I would prefer to play something long like buying US dollars or something like that if I feel the risk off trade was coming. One could also hedge by being short to protect long positions but I don't like the costs and the idea of doing that at least for me.

On the direction of the S&P I believe this is a strong time of the year for the market so I would step just aside if I was bearish on it here.


----------



## blin10 (Jun 27, 2011)

dogcom said:


> Newbie you mentioned before of being short the market. I hope all is well for you on this front. I have been short the market before and I don't do it anymore because it is just to difficult to time it right and hold on even when I am right about the direction the market goes.
> 
> I would prefer to play something long like buying US dollars or something like that if I feel the risk off trade was coming. One could also hedge by being short to protect long positions but I don't like the costs and the idea of doing that at least for me.
> 
> On the direction of the S&P I believe this is a strong time of the year for the market so I would step just aside if I was bearish on it here.
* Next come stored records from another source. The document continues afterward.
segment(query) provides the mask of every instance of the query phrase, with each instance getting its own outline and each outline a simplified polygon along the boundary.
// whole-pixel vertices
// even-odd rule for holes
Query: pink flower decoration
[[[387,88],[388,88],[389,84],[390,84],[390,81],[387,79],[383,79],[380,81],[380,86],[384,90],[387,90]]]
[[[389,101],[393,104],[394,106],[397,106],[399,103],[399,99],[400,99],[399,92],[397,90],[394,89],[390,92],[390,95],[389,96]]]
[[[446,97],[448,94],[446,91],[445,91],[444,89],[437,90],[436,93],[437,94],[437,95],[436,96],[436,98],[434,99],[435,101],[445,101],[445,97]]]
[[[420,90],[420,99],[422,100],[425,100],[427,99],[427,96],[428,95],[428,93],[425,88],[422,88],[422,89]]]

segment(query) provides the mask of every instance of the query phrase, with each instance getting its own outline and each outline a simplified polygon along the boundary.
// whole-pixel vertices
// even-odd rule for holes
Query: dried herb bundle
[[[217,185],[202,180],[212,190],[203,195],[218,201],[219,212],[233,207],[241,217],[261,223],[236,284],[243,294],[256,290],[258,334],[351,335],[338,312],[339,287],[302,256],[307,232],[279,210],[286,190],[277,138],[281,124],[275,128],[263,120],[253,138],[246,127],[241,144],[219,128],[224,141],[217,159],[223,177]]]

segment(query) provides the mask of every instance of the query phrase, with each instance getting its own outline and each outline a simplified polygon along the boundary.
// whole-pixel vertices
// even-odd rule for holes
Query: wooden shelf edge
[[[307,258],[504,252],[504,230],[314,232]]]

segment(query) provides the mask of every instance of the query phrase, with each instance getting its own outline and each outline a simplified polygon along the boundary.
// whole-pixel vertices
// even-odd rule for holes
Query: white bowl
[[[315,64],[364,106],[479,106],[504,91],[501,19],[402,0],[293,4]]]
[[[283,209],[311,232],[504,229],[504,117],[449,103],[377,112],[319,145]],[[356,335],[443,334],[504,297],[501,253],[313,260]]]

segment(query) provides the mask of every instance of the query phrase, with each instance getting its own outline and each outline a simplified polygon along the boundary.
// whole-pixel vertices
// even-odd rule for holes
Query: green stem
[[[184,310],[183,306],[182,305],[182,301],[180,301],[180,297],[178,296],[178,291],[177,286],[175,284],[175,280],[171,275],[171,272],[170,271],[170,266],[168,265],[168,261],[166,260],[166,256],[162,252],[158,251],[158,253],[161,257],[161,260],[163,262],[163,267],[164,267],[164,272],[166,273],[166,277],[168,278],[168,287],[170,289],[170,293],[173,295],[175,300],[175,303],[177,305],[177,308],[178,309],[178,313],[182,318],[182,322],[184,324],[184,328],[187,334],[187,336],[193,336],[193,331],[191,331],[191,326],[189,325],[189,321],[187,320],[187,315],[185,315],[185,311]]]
even though markets look bullish, I'd be very careful here, stocks fall faster then they go up, I unloaded some today...... but yea being bearish is not a good place either, we can easily test 1330 on spx


----------



## newbie (Dec 12, 2009)

dogcom said:


> Newbie you mentioned before of being short the market. I hope all is well for you on this front. I have been short the market before and I don't do it anymore because it is just to difficult to time it right and hold on even when I am right about the direction the market goes.
> 
> I would prefer to play something long like buying US dollars or something like that if I feel the risk off trade was coming. One could also hedge by being short to protect long positions but I don't like the costs and the idea of doing that at least for me.
> 
> On the direction of the S&P I believe this is a strong time of the year for the market so I would step just aside if I was bearish on it here.


lets see how the bond auctions go in europe in the next few days.
i know that the ECB is buying heavily and after injecting 600 billion dollars last year , the bond selling should be good.
if germany cant sell this time all of their bonds then......
i can cover my shorts., still not worried here.
i dont trade currencies , but thks for the advice.
till i see real volume i will stay short equities.
long oil though


----------



## newbie (Dec 12, 2009)

blin10 said:


> even though markets look bullish, I'd be very careful here, stocks fall faster then they go up, I unloaded some today...... but yea being bearish is not a good place either, we can easily test 1330 on spx


no problemo if we test 1330/1340.
u can call that ur top.
then bulls are trapped.
if it was not for europe the sky would be the limit even though U.S. is overly indebted


----------



## newbie (Dec 12, 2009)

dogcom said:


> Newbie you mentioned before of being short the market. I hope all is well for you on this front. I have been short the market before and I don't do it anymore because it is just to difficult to time it right and hold on even when I am right about the direction the market goes.
> 
> I would prefer to play something long like buying US dollars or something like that if I feel the risk off trade was coming. One could also hedge by being short to protect long positions but I don't like the costs and the idea of doing that at least for me.
> 
> On the direction of the S&P I believe this is a strong time of the year for the market so I would step just aside if I was bearish on it here.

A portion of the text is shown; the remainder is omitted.